65. The method of claim 64, wherein allowing the liquid sample to react with the isolating material and the light-sensitive compound for an incubation period that is less than about 20 minutes comprises allowing the liquid sample to react with the isolating material and the light-sensitive compound for an incubation period that is less than about 10 minutes.

66. The method of claim 65, wherein allowing the liquid sample to react with the isolating material and the light-sensitive compound for an incubation period that is less than about 20 minutes comprises allowing the liquid sample to react with the isolating material and the light-sensitive compound for an incubation period that is less than about 5 minutes.

67. The method of claim 66, wherein allowing the liquid sample to react with the isolating material and the light-sensitive compound for an incubation period that is less than about 20 minutes comprises allowing the liquid sample to react with the isolating material and the light-sensitive compound for an incubation period that is less than about 2 minutes.
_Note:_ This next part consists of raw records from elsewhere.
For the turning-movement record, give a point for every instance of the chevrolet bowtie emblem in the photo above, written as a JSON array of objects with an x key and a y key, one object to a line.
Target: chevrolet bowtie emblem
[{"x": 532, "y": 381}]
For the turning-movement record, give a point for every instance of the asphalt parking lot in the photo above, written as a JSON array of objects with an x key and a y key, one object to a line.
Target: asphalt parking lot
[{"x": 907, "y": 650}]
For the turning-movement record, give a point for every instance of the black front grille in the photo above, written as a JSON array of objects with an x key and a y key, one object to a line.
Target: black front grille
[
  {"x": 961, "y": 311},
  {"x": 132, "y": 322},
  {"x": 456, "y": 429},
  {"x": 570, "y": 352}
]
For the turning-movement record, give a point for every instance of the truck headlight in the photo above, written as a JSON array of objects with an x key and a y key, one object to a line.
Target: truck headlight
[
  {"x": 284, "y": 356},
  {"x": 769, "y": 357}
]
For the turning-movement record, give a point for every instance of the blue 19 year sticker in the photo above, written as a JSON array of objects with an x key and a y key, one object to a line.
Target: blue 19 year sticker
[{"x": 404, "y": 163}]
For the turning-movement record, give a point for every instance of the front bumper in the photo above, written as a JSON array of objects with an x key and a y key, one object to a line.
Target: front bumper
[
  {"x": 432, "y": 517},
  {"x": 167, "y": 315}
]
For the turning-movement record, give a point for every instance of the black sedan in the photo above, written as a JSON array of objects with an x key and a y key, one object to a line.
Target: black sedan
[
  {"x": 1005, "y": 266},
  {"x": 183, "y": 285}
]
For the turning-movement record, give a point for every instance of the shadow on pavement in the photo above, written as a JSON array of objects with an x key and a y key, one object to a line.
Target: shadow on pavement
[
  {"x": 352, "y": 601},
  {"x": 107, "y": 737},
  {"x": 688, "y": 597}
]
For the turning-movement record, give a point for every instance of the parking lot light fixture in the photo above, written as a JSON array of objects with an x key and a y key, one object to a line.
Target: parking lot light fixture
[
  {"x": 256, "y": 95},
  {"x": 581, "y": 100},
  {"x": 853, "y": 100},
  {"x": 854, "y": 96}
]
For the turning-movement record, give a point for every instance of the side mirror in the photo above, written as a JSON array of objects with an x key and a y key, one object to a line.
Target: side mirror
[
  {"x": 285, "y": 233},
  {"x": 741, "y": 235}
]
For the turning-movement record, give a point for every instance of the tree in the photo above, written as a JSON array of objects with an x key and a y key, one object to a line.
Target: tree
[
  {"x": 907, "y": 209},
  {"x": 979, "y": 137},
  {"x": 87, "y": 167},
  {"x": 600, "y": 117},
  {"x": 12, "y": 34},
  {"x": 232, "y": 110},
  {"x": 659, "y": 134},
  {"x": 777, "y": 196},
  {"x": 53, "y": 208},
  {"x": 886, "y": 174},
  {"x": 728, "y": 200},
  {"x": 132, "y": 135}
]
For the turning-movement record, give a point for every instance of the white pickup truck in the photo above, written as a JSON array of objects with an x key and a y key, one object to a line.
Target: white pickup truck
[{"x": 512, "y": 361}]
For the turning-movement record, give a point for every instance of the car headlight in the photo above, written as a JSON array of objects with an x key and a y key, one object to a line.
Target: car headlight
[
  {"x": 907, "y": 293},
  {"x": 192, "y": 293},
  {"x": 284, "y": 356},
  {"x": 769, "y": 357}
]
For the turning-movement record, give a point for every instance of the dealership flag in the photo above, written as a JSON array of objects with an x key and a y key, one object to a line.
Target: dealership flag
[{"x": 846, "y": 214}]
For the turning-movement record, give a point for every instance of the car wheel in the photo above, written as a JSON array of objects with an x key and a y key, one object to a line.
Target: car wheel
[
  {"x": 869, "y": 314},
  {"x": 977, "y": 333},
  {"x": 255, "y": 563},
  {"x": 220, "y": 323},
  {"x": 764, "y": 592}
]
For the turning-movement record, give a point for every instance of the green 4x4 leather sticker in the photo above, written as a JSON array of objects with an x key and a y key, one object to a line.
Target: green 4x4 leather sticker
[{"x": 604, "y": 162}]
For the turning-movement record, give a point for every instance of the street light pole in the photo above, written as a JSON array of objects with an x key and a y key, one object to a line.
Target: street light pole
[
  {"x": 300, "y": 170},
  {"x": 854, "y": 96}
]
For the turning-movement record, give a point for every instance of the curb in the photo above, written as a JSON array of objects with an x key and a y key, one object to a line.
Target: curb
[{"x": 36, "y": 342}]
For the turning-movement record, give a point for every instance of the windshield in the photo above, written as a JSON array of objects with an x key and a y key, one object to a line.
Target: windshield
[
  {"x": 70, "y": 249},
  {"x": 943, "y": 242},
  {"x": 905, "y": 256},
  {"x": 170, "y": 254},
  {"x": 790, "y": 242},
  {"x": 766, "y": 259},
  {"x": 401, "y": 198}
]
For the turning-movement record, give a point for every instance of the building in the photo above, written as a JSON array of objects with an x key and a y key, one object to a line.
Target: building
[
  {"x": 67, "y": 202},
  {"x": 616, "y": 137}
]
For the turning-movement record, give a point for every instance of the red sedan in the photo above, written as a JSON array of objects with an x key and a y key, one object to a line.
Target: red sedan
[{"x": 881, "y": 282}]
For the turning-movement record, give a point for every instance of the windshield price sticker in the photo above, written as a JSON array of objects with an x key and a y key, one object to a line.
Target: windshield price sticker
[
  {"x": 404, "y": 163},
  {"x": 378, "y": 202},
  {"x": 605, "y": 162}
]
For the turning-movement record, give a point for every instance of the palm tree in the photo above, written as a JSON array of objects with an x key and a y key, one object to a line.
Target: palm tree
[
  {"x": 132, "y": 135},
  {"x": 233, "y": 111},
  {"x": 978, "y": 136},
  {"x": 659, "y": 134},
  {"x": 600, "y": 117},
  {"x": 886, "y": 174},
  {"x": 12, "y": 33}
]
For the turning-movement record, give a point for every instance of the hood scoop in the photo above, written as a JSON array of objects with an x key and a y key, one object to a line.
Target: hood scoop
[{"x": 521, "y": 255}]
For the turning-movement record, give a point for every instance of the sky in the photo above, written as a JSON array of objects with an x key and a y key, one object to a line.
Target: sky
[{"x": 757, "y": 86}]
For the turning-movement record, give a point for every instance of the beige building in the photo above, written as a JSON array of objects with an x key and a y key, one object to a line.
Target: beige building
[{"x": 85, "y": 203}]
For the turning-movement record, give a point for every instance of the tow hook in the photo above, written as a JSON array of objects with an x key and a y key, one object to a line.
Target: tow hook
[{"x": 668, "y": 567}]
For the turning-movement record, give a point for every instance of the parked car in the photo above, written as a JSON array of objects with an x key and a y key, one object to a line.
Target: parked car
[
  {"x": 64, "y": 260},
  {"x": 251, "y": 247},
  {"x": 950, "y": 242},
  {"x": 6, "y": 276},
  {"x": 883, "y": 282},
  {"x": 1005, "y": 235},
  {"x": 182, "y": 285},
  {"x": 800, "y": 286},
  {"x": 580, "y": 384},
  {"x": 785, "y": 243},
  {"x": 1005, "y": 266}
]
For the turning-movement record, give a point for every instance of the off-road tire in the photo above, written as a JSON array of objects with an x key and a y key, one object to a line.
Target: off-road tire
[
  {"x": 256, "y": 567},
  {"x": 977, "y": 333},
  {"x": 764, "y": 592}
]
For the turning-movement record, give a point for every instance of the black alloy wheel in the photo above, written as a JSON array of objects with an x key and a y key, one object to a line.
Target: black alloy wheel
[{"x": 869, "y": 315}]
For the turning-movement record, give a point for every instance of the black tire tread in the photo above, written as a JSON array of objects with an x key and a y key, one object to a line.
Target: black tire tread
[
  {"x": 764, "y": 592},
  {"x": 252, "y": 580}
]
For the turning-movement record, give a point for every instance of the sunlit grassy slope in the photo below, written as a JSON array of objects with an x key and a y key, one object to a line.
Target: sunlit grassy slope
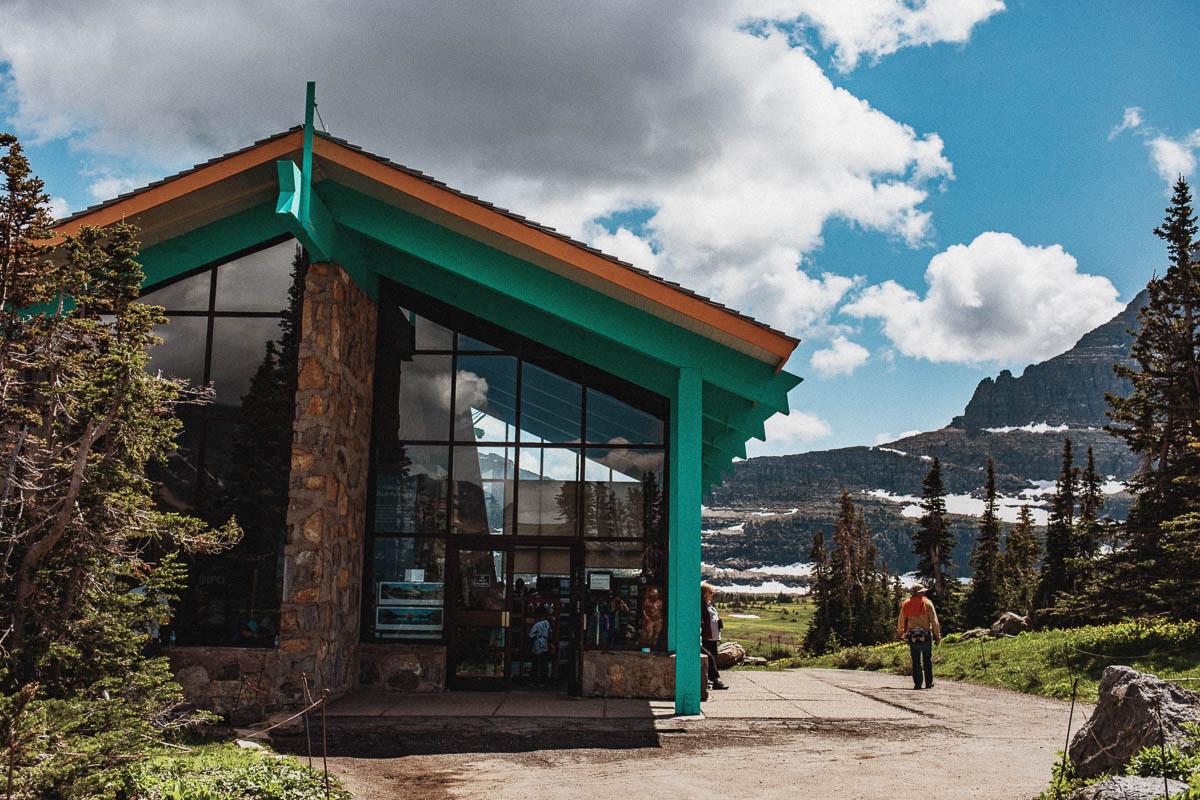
[{"x": 1043, "y": 662}]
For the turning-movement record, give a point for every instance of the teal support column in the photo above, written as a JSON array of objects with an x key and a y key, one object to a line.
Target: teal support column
[
  {"x": 310, "y": 104},
  {"x": 683, "y": 596}
]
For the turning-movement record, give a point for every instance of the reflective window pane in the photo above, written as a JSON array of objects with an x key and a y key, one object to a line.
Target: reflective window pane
[
  {"x": 485, "y": 398},
  {"x": 181, "y": 353},
  {"x": 412, "y": 491},
  {"x": 483, "y": 480},
  {"x": 190, "y": 294},
  {"x": 257, "y": 282},
  {"x": 175, "y": 481},
  {"x": 431, "y": 336},
  {"x": 239, "y": 354},
  {"x": 625, "y": 599},
  {"x": 551, "y": 407},
  {"x": 407, "y": 594},
  {"x": 472, "y": 344},
  {"x": 623, "y": 493},
  {"x": 610, "y": 421},
  {"x": 424, "y": 398},
  {"x": 547, "y": 503}
]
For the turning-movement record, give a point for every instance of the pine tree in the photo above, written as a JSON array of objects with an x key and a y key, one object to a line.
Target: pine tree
[
  {"x": 1019, "y": 565},
  {"x": 79, "y": 421},
  {"x": 816, "y": 638},
  {"x": 1056, "y": 573},
  {"x": 983, "y": 599},
  {"x": 1089, "y": 528},
  {"x": 934, "y": 540},
  {"x": 844, "y": 571},
  {"x": 1158, "y": 420}
]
68. The method of claim 64, wherein allowing the liquid sample to react with the isolating material and the light-sensitive compound for an incubation period that is less than about 20 minutes comprises allowing the liquid sample to react with the isolating material and the light-sensitive compound for an incubation period that is sufficient to obtain a stable mixture of the liquid sample and the light-sensitive compound.

69. The method of claim 64, further comprising physically mixing the liquid sample with the stabilized light-sensitive compound during the incubation period.

70. The method of claim 69, wherein physical mixing comprises shaking.

71. The method of claim 64, wherein allowing the liquid sample to react with the isolating material and the light-sensitive compound for an incubation period causes the liquid sample to dissolve the isolating material.

72. The method of claim 64, wherein allowing the liquid sample to react with the isolating material and the light-sensitive compound for an incubation period causes the liquid sample to penetrate the isolating material and re-hydrates the light-sensitive compound.

73. The method of claim 64, wherein allowing the liquid sample to react with the isolating material and the light-sensitive compound for an incubation period releases the light-sensitive compound from the isolating material and disperses the light-sensitive compound in the liquid sample.